I’ve written here before on meaning in poetry and it’s a subject that continues to fascinate me. Many of our discussions at Culture Club meetings concern meaning (particularly the heated debates around meaning in Bob Dylan’s Lily, Rosemary and the Jack of Hearts), and I still suspect that this is not necessarily the question we should be asking.
Rather than ask the question ‘what does this mean?’ when faced with art of any kind, I’m more and more drawn to the view that the real question should be ‘what is this?’
Here’s a quote by C.G. Jung, from his lecture ‘On the Relation of Analytical Psychology to Poetry’, 1922 (published in The Spirit in Man, Art and Literature):
We have talked so much about the meaning of works of art that one can hardly suppress a doubt as to whether art really ‘means’ anything at all.
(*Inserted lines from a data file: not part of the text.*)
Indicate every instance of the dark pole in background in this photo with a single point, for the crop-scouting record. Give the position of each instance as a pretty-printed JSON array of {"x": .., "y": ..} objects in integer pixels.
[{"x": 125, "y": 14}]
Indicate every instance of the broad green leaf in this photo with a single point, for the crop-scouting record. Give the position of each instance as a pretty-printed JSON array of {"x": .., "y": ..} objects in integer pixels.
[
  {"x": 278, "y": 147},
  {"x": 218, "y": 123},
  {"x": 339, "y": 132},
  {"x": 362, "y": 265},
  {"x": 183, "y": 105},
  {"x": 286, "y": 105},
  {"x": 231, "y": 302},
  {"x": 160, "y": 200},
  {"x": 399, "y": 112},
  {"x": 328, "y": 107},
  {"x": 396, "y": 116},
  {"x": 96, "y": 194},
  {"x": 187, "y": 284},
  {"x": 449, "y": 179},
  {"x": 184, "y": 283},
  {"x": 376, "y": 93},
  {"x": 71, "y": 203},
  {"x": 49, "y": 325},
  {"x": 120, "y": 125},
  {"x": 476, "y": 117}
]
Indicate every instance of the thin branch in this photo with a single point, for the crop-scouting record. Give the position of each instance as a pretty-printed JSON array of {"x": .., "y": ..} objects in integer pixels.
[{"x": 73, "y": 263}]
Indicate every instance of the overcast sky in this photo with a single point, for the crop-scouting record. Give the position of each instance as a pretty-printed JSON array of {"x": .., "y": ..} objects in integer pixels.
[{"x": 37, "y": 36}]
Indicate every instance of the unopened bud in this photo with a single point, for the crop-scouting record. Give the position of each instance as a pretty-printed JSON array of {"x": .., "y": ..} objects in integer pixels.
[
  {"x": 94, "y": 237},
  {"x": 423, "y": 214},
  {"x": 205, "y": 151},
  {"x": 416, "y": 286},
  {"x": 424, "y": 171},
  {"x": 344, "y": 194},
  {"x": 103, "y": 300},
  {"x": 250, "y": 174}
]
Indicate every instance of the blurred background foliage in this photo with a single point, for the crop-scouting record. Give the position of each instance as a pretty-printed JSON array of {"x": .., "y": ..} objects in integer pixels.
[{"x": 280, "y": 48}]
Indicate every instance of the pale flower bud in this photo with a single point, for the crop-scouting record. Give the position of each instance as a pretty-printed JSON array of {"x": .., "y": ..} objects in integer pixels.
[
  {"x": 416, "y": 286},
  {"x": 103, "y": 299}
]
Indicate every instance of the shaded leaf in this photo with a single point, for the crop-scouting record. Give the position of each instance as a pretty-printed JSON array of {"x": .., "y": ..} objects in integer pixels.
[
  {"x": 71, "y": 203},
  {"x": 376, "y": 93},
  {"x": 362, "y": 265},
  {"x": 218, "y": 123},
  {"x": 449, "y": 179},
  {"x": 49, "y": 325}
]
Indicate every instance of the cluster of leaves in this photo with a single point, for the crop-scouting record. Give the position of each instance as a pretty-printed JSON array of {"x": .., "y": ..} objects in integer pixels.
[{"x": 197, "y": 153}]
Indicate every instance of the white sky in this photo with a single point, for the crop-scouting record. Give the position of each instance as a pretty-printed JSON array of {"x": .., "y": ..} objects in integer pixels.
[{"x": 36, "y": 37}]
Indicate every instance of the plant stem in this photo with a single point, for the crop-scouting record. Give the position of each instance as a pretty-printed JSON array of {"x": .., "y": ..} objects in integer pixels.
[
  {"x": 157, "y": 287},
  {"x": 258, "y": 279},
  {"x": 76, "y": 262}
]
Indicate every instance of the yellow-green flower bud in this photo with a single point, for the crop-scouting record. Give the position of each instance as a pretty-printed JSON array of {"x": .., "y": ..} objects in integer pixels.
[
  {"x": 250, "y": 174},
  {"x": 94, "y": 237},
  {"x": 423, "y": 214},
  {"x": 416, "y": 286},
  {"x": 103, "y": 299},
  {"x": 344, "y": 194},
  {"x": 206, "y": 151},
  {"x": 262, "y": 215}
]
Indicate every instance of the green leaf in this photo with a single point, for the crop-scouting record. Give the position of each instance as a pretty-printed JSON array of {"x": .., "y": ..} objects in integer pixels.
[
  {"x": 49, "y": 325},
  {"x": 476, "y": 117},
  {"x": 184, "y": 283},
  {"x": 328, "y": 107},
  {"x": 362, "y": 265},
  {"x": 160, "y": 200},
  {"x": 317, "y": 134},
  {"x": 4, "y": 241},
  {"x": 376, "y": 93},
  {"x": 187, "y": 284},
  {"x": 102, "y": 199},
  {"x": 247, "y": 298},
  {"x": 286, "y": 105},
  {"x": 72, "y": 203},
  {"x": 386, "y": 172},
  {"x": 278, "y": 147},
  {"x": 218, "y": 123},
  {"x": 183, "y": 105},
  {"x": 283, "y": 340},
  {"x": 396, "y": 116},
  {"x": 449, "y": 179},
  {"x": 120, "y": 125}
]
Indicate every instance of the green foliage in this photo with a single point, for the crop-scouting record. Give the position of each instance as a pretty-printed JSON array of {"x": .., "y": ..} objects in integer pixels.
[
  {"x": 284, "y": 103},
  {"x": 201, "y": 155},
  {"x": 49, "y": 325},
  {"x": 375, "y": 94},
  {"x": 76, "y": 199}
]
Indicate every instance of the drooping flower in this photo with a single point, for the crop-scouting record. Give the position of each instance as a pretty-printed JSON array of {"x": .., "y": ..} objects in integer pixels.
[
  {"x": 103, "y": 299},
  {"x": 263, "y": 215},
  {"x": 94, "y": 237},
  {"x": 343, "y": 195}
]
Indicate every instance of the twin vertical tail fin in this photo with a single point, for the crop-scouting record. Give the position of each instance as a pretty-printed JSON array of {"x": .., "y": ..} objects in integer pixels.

Perhaps art has no ‘meaning’, at least not as we understand meaning. Perhaps it is like nature, which simply is and ‘means’ nothing beyond that. Is ‘meaning’ necessarily more than mere interpretation – an interpretation secreted into something by an intellect hungry for meaning? Art, it has been said, is beauty, and ‘a thing of beauty is a joy for ever’. It needs no meaning, for meaning has nothing to do with art.
Where does that leave the appreciation of art? Perhaps in trying to understand how a piece of art works, how it achieves its effects, its structure, form, etc. Meaning comes into that, but not as the primary focus of our attention.
What do you think – does it matter what art ‘means’?